3. Analisis lapis ketiga (objek-objek, latar, pelaku, dunia pengarang dan lain-lain) Lapis arti menimbulkan lapis ketiga berupa objek-objek yang dikemukakan, latar, pelaku, dunia pengarang, makna implisit, dan metafisis. Pada puisi Cintaku Jauh di Pulau, objek yang dikemukakan adalah cintaku, gadis manis, laut, pulau, perahu, angin, bulan, air laut, dan ajal. Pelaku atau tokohnya adalah si aku , sedang latarnya di laut pada malam hari yang cerah dan berangin. Jika objek-objek, latar, dan pelaku yang dikemukakan dalam puisi digabungkan, maka akan menghasilkan dunia pengarang atau isi puisi. Ini merupakan dunia (cerita) yang diciptakan penyair di dalam puisinya. Contoh, berdasarkan puisi Cintaku Jauh di Pulau kita dapat menuliskan dunia pengarang sebagai berikut : Kekasih tokoh aku (gadis manis) berada di suatu tempat yang jauh. Karena ingin menemuinya, pada suatu malam ketika bulan bersinar dan cuaca bagus, si aku berangkat dengan perahu. Akan tetapi, walaupun keadaan sangat baik untuk berlayar (laut terang, angin mendayu), namun si aku merasa ia tak akan sampai pada kekasihnya itu. Pelayaran selama

bertahun-tahun, bahkan sampai perahunya akan rusak, nampaknya tidak akan membuahkan hasil karena ajal lebih dulu datang. Ia membayangkan, setelah ia mati kekasihnya juga akan mati dalam kesendirian. Ada pula makna implisit yang walaupun tidak dinyatakan dalam puisi namun dapat dipahami oleh pembaca. Misalnya kata gadis manis memberi gambaran bahwa pacar si aku ini sangat menarik. Dalam puisi tersebut terasa perasaan-perasaan si aku : senang, gelisah, kecewa, dan putus asa.

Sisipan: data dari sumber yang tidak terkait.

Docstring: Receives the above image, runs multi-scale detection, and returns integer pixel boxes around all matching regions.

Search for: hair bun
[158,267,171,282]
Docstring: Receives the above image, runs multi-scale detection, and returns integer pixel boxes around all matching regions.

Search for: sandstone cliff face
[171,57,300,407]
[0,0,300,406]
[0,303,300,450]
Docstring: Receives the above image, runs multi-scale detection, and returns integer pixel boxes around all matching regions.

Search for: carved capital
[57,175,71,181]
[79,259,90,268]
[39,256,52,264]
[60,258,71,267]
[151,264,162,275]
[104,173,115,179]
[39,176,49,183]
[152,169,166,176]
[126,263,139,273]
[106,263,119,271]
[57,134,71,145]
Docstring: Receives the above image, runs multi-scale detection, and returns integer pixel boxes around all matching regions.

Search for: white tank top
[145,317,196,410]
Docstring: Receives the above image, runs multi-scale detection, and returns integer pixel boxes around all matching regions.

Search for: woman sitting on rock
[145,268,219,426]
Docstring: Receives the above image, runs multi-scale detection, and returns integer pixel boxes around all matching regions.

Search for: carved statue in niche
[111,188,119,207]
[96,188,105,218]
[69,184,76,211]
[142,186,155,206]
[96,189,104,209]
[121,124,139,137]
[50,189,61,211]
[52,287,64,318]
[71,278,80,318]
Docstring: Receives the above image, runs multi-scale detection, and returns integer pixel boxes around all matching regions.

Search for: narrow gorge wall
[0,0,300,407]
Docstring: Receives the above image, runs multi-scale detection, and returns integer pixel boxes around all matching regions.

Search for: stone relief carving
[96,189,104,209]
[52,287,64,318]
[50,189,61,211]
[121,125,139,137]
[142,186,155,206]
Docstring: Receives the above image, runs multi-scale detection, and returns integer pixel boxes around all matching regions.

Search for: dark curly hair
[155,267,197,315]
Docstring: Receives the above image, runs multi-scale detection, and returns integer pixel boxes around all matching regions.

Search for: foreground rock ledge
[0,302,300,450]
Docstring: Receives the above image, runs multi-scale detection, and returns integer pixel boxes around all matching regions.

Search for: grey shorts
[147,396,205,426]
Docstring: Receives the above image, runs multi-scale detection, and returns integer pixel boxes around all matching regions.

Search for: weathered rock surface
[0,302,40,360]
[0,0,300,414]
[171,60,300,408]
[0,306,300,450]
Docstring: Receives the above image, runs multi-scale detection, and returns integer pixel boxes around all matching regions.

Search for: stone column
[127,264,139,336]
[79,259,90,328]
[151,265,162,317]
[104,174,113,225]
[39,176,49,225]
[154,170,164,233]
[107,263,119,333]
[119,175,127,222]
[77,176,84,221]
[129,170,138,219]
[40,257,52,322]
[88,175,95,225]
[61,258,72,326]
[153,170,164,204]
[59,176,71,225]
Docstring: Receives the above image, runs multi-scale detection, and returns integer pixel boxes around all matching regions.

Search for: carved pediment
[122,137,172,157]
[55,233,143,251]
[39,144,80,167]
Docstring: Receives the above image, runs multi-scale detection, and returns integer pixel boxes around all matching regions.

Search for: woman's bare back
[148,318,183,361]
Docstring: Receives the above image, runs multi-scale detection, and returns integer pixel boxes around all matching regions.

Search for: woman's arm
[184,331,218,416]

Kecuali itu ada unsur metafisis yang menyebabkan pembaca berkontemplasi. Dalam puisi di atas, unsur metafisis tersebut berupa ketragisan hidup manusia, yaitu meskipun segala usaha telah dilakukan disertai sarana yang cukup, bahkan segalanya berjalan lancar, namun manusia seringkali tak dapat mencapai apa yang diidam-idamkannya karena maut telah menghadang lebih dahulu. Dengan demikian, cita-cita yang hebat dan menggairahkan akan siasia belaka. ooo

III. ANALISIS BERDASARKAN STRATA NORMA, SEMIOTIK, DAN FUNGSI ESTETIK Menganalisis puisi tidak cukup berdasarkan strata norma saja. Agar analisis lengkap dan mendalam, perlu menggabungkan analisis strata norma dengan analisis semiotik dan fungsi estetik setiap unsur yang membangun puisi tersebut. Analisis semiotik memandang karya sastra, dalam hal ini puisi, sebagai sistem tanda yang bermakna. Tiap-tiap fenomena (unsur puisi) diyakini mempunyai makna atau arti, sehingga menganalisis puisi sampai menemukan makna yang dimaksud merupakan suatu keharusan. Kecuali itu fungsi estetik setiap unsur dalam puisi juga perlu dibahas. Menganalisis puisi berdasarkan strata norma yang dihubungkan dengan semiotik dan fungsi estetik, pada umumnya menyangkut masalah bunyi dan kata.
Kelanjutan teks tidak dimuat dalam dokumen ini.